A More Complex Example with Rolling Features
For models using rolling window features (requires the slider package):
train_fn <- function(training_data, model_configuration = list()) {
# Prepare features with rolling statistics
features <- training_data |>
group_by_key() |>
mutate(
cases_lag1 = lag(disease_cases, 1),
cases_ma3 = slider::slide_dbl(disease_cases, mean, .before = 2, .complete = TRUE),
rainfall_lag1 = lag(rainfall, 1)
) |>
ungroup() |>
filter(!is.na(cases_ma3))
# Fit a simple linear model per location
models <- features |>
as_tibble() |>
group_by(location) |>
group_map(~ lm(disease_cases ~ cases_lag1 + cases_ma3 + rainfall_lag1, data = .x))
names(models) <- unique(features$location)

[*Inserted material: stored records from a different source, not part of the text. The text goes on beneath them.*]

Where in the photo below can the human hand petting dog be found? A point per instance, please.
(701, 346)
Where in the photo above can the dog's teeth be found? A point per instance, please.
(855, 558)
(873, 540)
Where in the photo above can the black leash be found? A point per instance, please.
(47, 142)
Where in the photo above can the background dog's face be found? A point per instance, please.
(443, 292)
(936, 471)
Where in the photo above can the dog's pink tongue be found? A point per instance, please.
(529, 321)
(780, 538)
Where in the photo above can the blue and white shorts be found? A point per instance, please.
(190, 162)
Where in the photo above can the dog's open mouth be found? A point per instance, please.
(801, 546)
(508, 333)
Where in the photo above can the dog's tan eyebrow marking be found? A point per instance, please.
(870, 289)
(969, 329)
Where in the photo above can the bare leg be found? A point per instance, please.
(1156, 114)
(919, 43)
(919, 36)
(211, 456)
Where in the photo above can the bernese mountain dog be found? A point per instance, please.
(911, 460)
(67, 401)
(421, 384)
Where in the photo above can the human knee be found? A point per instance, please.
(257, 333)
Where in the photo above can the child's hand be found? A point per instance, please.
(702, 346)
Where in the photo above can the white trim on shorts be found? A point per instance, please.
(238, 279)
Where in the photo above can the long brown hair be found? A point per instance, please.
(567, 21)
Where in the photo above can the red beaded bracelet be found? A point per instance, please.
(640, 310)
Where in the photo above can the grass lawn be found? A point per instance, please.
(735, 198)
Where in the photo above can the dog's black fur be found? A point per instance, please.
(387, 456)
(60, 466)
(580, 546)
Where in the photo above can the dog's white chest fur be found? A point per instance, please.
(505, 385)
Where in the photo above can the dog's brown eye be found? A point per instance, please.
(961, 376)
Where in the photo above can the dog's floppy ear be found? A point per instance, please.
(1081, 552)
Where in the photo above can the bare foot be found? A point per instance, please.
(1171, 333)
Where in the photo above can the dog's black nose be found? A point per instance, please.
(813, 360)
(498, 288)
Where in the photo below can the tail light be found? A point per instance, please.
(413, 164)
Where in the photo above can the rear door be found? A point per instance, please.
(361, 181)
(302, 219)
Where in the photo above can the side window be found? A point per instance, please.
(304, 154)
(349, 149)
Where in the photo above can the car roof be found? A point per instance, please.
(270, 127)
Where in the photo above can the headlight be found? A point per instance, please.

list(models = models, feature_means = features |>
summarise(across(c(cases_lag1, cases_ma3, rainfall_lag1), mean, na.rm = TRUE)))
}
predict_fn <- function(historic_data, future_data, saved_model,
model_configuration = list()) {
# Get the last known feature values from historic data
last_features <- historic_data |>
group_by_key() |>
mutate(
cases_lag1 = lag(disease_cases, 1),
cases_ma3 = slider::slide_dbl(disease_cases, mean, .before = 2, .complete = TRUE),
rainfall_lag1 = lag(rainfall, 1)
) |>
slice_max(time_period, n = 1) |>
ungroup() |>
select(location, cases_lag1, cases_ma3, rainfall_lag1)
# Generate predictions
future_data |>
left_join(last_features, by = "location") |>
rowwise() |>
mutate(
pred = predict(saved_model$models[[location]], newdata = pick(everything())),
samples = list(c(max(0, pred))) # Ensure non-negative
) |>
ungroup() |>
select(-pred, -cases_lag1, -cases_ma3, -rainfall_lag1)
}Summary
For spatio-temporal data in CHAP:
- tsibble - Use for all temporal data structures and operations
- fabletools - Use for temporal aggregation and hierarchical forecasting
- sf - Use for spatial operations (joins, distances, boundaries)
- cubble - Use for complex spatio-temporal analysis with linked views
- slider - Use for rolling window calculations
These packages integrate seamlessly with the tidyverse and work well with the CHAP SDK’s tsibble-based data format.